Who: Radley Bradford, plaintiff and appellant, versus Sovereign Pest Management of TX, Inc., defendant and appellee. The Fifth Circuit panel consisted of Chief Decide Jennifer Walker Elrod (who authored the opinion), Circuit Decide Clement, and Circuit Decide Haynes.

What: The Fifth Circuit Court docket of Appeals affirmed a district court docket abstract judgment in favor of Sovereign Pest, holding that the Phone Client Safety Act of 1991 requires solely “prior categorical consent” – which can be oral or written – for pre-recorded calls to wi-fi numbers. The ruling contrasts with FCC laws at 47 C.F.R. § 64.1200(a)(2), which require prior categorical written consent particularly for pre-recorded telemarketing calls.

When: The opinion was filed February 25, 2026. The underlying lawsuit was filed in 2023 within the Southern District of Texas.

The place: United States Court docket of Appeals for the Fifth Circuit, masking Texas, Louisiana, and Mississippi. The case originated within the Southern District of Texas, USDC No. 4:23-CV-675.

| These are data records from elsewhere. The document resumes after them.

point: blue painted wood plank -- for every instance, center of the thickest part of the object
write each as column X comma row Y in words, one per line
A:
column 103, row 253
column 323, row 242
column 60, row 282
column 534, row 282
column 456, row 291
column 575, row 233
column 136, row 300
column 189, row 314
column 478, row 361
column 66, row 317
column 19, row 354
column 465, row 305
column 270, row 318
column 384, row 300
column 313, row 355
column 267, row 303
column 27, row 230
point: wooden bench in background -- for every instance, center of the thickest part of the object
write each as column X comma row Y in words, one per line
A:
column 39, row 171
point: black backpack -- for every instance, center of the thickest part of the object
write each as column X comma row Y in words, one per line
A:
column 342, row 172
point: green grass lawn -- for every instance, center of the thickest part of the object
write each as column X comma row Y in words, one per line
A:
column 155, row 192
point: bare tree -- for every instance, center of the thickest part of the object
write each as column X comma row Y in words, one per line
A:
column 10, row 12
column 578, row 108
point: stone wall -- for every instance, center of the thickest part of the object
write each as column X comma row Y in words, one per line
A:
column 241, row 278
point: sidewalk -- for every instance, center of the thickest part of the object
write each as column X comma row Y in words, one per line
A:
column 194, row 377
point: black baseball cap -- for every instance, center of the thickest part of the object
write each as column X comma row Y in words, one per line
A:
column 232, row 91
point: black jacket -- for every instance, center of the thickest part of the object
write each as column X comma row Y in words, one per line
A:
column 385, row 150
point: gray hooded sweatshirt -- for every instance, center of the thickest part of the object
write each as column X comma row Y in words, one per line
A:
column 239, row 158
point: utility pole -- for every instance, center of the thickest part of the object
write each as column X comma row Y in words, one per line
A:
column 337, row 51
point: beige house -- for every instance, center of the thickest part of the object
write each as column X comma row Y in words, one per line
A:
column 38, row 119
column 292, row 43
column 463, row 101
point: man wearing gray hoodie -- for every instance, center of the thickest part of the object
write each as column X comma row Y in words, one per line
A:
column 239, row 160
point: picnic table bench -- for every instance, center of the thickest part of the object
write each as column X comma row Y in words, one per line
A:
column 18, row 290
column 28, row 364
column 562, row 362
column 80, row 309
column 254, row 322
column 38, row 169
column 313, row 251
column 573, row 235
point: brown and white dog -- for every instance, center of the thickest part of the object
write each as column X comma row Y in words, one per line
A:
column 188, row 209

Why: Bradford alleged Sovereign Pest violated the TCPA by putting pre-recorded renewal-inspection calls with out acquiring written consent, which he argued was required as a result of the calls constituted telemarketing. The Fifth Circuit disagreed, discovering the statute’s plain that means permits oral consent for any pre-recorded name, and that Bradford had in any occasion given prior categorical consent by offering his cellphone quantity when getting into the service settlement and by no means objecting to the calls.